Na Região Metropolitana, a cidade de Cachoeirinha é outra que tem um estabelecimento custeado pelo poder público já há alguns anos. Lá, são servidos cerca de cem almoços diários, ao custo de R$ 1 cada. Podem usar o local moradores de Cachoeirinha que tenham uma renda de até meio salário mínimo – em extrema vulnerabilidade social, idosos com renda de até um salário mínimo, além de pessoas que comprovadamente trabalhem no município e recebam até meio salário mínimo. O usuário deve passar por uma avaliação social, num dos Centros de Referência em Assistência Social (CRAS) da cidade.
Projetos em outras cidades
O cenário de ampliação na rede de restaurantes populares pela Região Metropolitana deve seguir para Viamão. De acordo com a prefeitura, um espaço do tipo será aberto na cidade ainda no primeiro semestre deste ano.
O estabelecimento ficará no chamado Complexo Ana Jobim, no bairro Cecília. O espaço era onde funcionava uma escola estadual de mesmo nome. Agora, um Centro da Juventude já ocupa parte da estrutura. No restante do espaço, além do Restaurante Popular, funcionarão Banco de Alimentos, agência do Sine e Conselho Tutelar – outras opções ainda sendo avaliadas pelo município.

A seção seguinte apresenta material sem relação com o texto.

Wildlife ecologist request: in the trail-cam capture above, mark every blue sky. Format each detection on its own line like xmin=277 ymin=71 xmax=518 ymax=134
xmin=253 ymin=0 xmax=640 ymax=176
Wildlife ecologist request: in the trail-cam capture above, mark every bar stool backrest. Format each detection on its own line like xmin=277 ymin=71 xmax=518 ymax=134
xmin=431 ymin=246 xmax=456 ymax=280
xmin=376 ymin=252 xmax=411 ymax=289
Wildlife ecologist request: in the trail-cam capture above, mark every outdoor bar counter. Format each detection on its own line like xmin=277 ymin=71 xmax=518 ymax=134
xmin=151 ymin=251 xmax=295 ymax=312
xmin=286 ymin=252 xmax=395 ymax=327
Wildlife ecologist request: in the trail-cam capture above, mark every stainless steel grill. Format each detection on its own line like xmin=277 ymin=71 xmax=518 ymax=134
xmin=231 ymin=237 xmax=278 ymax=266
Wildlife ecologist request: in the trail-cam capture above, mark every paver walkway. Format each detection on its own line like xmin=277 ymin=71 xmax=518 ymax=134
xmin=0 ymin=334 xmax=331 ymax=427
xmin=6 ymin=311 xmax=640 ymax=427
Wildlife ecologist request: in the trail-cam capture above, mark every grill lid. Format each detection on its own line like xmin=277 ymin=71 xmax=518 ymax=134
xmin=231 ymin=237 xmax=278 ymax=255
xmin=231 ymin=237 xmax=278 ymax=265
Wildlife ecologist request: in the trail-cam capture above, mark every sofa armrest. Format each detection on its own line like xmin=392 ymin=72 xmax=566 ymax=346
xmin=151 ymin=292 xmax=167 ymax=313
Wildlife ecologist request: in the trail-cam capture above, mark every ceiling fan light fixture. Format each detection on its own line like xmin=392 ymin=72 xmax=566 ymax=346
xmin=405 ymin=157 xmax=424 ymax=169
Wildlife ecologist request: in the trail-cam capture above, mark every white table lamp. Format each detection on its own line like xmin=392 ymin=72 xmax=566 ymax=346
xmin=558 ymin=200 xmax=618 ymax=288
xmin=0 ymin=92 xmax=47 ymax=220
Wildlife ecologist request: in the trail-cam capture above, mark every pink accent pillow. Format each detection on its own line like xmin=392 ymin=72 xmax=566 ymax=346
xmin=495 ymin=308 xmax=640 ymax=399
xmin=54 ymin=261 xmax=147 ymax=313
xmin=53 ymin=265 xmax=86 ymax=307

Em Alvorada, também há um projeto relacionado a abertura de um estabelecimentos nos moldes de restaurante popular. O local seria fruto de uma parceria entre Estado e município, conforme a vereadora Nadir Machado (PTB). O financiamento ocorreria pelo programa fiscal Pró-Social, em que o projeto é gerenciado por uma entidade social em parceria com a prefeitura municipal, e o financiamento é realizado por empresas pagadoras de ICMS. O total do valor aportado por estas empresas receberia a dedução fiscal. Ainda não há mais detalhes ou previsão de como seria a operação, que também é um desejo do Executivo.
Entende-se que Alvorada necessita de um estabelecimento deste tipo há alguns anos. Só que tirar o projeto do papel têm sido difícil.